Professor Tuttle is the absolute best professor I have had at Columbia. He is very laid-back and approachable, which is remarkable, especially at a university like Columbia. He genuinely seeks to instill a greater understanding of Tibet in a historical and modern context, and does so without imposing his own bias. About 75% of our class was of Asian descent, the vast majority being Chinese students and national minorities. Given this class composition, the course and the discussion could have taken several bad turns at times, but Professor Tuttle de-politicized it which was key. He encourages students to criticize his book and addresses the critiques, helping to build our understanding. A leader in his field and a great guy, couldn't ask for a better professor.

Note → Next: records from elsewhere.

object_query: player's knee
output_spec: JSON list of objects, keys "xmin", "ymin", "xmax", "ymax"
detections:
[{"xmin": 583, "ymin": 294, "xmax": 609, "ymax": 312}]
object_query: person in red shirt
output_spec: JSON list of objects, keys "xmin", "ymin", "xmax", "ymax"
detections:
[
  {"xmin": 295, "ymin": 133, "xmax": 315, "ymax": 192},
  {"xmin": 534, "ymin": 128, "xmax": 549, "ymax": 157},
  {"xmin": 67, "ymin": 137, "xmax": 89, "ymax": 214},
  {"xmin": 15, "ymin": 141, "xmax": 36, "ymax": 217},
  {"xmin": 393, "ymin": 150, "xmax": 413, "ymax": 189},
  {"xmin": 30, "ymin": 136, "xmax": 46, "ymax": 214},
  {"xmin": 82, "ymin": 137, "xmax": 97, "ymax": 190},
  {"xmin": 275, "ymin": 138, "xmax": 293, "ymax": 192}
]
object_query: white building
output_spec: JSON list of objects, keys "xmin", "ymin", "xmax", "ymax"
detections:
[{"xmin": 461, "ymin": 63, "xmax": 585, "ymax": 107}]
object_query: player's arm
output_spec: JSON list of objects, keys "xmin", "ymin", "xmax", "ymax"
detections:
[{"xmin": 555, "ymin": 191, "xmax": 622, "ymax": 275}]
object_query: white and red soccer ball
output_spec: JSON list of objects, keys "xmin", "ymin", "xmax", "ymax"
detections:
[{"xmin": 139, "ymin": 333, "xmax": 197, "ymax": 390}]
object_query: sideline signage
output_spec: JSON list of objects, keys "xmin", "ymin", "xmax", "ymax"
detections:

He's very nice, very fair about grading. His lectures are kind of confusing, but at test-time he gives you a list of terms/ essays to outline in advance; you realize you've learned a lot more than you thought. Professor Tuttle is completely unpretentious and definitely extremely knowledgable in his field; at the same time, he's really eager to learn what others think about Tibet and about their travels there. He ends every lecture (often early) with time for the class to respond and ask questions. He is flexible; when the class was pretty confused about the paper assignment, he devoted extra time to outlining what he expected and extended the deadline a full week!